Civil War has this quality too. Its warfare is not bombastic and grandiose the way many probably suspect a war would play out. No, it’s a draining slog broken up by abject terror as human life’s suddenly put on a knife’s edge and most often snuffed out with an irrationally dispassionate ease. The streets are for the most part quiet, the stores and homes abandoned, and those left out here are those who seem to welcome the end of civilization because they were never fit for it. 

That is Civil War’s greatest strength. The hope for a return to normalcy is long gone, our image of ourselves as a people striving for a better tomorrow shattered. Garland’s characters don’t look to the skies, they look dead ahead in a 1,000-yard stare or find a thrill in the absurd state of things. Among them is Kirsten Dunst, who plays Lee, a famed war photographer, and she embodies the former, while her journalist partner Joel (Wagner Moura) shows us the latter. 

In what seems the tailend of this modern civil war, they’re heading to Washington D.C. to interview the president. Why they think that’ll happen is not explained, but journalists have an irrational confidence that’s often necessary to succeed. Jessie, a young photojournalist played by Cailee Spaeny, manages to join them on this dreadful road trip, making her the lens through which Garland realizes the stakes, as she’ll inherit this scorched earth. 

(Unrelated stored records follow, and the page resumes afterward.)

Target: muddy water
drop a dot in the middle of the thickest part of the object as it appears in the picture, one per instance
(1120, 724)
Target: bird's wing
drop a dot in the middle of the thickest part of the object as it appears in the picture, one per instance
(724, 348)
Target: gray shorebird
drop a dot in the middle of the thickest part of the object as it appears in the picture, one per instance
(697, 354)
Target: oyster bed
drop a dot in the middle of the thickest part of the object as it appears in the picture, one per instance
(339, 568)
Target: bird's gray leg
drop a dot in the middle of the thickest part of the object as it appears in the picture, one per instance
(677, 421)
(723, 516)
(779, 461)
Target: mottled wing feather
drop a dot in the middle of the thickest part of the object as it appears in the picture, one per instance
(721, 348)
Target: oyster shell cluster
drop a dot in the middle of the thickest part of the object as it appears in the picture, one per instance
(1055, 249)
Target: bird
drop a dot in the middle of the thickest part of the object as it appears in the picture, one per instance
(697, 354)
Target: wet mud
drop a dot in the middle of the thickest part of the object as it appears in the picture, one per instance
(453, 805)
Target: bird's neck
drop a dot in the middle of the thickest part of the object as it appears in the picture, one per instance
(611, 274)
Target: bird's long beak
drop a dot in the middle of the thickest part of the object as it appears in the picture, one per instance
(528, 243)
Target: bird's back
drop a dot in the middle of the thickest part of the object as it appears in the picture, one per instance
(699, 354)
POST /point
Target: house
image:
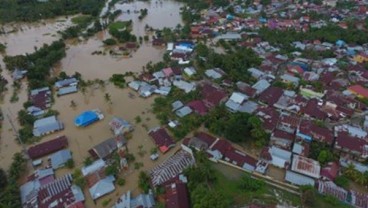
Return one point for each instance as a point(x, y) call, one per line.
point(67, 90)
point(198, 107)
point(45, 191)
point(278, 157)
point(176, 105)
point(46, 125)
point(301, 148)
point(351, 145)
point(99, 184)
point(190, 71)
point(66, 83)
point(41, 97)
point(120, 126)
point(184, 111)
point(185, 86)
point(359, 91)
point(261, 86)
point(212, 96)
point(309, 131)
point(330, 188)
point(94, 167)
point(171, 168)
point(287, 78)
point(107, 147)
point(306, 166)
point(360, 58)
point(298, 179)
point(176, 195)
point(200, 141)
point(330, 171)
point(18, 74)
point(142, 200)
point(60, 158)
point(87, 118)
point(282, 139)
point(271, 95)
point(48, 147)
point(236, 101)
point(240, 159)
point(215, 73)
point(162, 139)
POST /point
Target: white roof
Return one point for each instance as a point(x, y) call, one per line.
point(238, 97)
point(96, 165)
point(306, 166)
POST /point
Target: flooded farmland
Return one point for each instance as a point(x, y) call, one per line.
point(25, 38)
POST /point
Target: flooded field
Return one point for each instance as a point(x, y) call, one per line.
point(79, 56)
point(25, 38)
point(31, 35)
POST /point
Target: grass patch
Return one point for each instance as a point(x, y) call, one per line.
point(118, 25)
point(82, 20)
point(267, 195)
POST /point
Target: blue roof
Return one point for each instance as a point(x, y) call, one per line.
point(86, 118)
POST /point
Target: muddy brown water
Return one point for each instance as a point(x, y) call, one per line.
point(79, 59)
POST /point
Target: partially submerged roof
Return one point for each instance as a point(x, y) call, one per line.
point(48, 147)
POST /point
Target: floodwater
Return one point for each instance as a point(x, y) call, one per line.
point(31, 35)
point(79, 57)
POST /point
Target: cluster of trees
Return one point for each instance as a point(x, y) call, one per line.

It’s a simple storyline that begets a simple film, and Civil War doesn’t provide much more than the morbid fascination of the movie’s premise. Its characters are husks, its writing stalled somewhere between shock humor and high school drama, and out of sight is a compelling human element amidst all the carnage. 

It makes for bloodless bloodletting, and once the initial intrigue of this shitty new world wears off, it’s a surprisingly tedious movie as well. Only one scene grabs you right by the throat, and you can thank Jesse Plemons for that. It’s rare to see someone show up, do their thing, and then leave the rest of the movie in their shadow, but Plemons does it.   

Civil War might be Garland at his most misanthropic. The people in his movies were never saints by any stretch, but they at least wanted something better, either for themselves or someone else. They cared, on some level. His latest film has none of that. People aim to put a bullet in what’s in front of them, and as our protagonists, Lee and Joel reduce themselves to mere stenographers too far gone themselves to even try to question things.

Garland takes a promising premise and does what’s expected of him without elevating it. The result is a tolerable ride-along where the weird banality that comes with war’s dehumanizing effects is enough of a curiosity to keep you watching even as investment has long since evaporated. Maybe this is the anti-war movie we deserve.